Objectives: It is unclear whether there are sex differences in the relations of left ventricular mass to body composition and fat distribution in nonobese or obese hypertensive and nonhypertensive individuals and whether the obesity-related increase in left ventricular mass is similar in men and women.
Methods: We examined sex differences in the relations between left ventricular mass and both body composition and fat distribution, in the presence or absence of obesity in 1068 men and 1851 women (65%) of the Strong Heart Study cohort, without prevalent cardiovascular disease or severe chronic kidney disease. Fat-free mass (FFM) and adipose mass were estimated by bioelectric impedance analysis and fat distribution by waist-to-hip ratio (WHR).

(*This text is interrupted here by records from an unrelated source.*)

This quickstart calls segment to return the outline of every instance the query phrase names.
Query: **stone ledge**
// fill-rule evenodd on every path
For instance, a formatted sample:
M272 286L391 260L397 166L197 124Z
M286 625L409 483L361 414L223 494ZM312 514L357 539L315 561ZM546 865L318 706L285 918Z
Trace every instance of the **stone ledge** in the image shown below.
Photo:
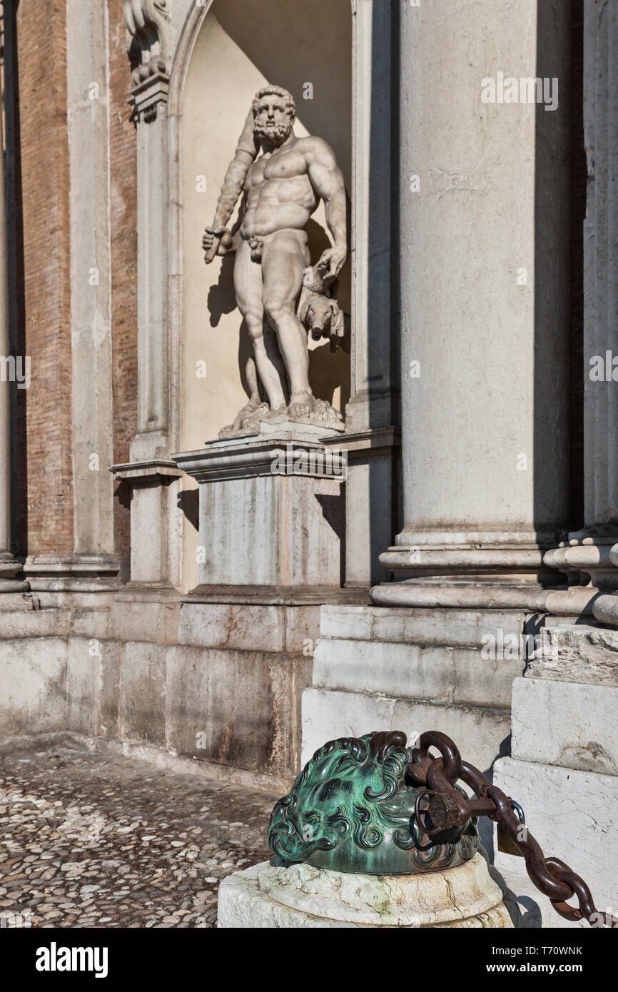
M219 886L217 926L227 928L512 928L485 859L444 872L358 875L268 862Z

Results: Adipose mass was significantly higher in women than in men for any weight category (P < 0.0001). After adjusting for age, hypertension, systolic blood pressure (BP) and diabetes, both left ventricular mass/height (LVMi) and left ventricular mass (LVM)/FFM were greater in obese women than obese men (P < 0.0001). Relative wall thickness was also greater in women than in men (P < 0.0001). LVM was independently related to Doppler-stroke volume, FFM and systolic BP in both sexes, with WHR and adipose mass contributing to variance of LVM in women but not in men (both P < 0.03).
Conclusion: Obesity influences left ventricular geometry substantially more in women than in men, possibly due to biological factors specifically associated with female adiposity.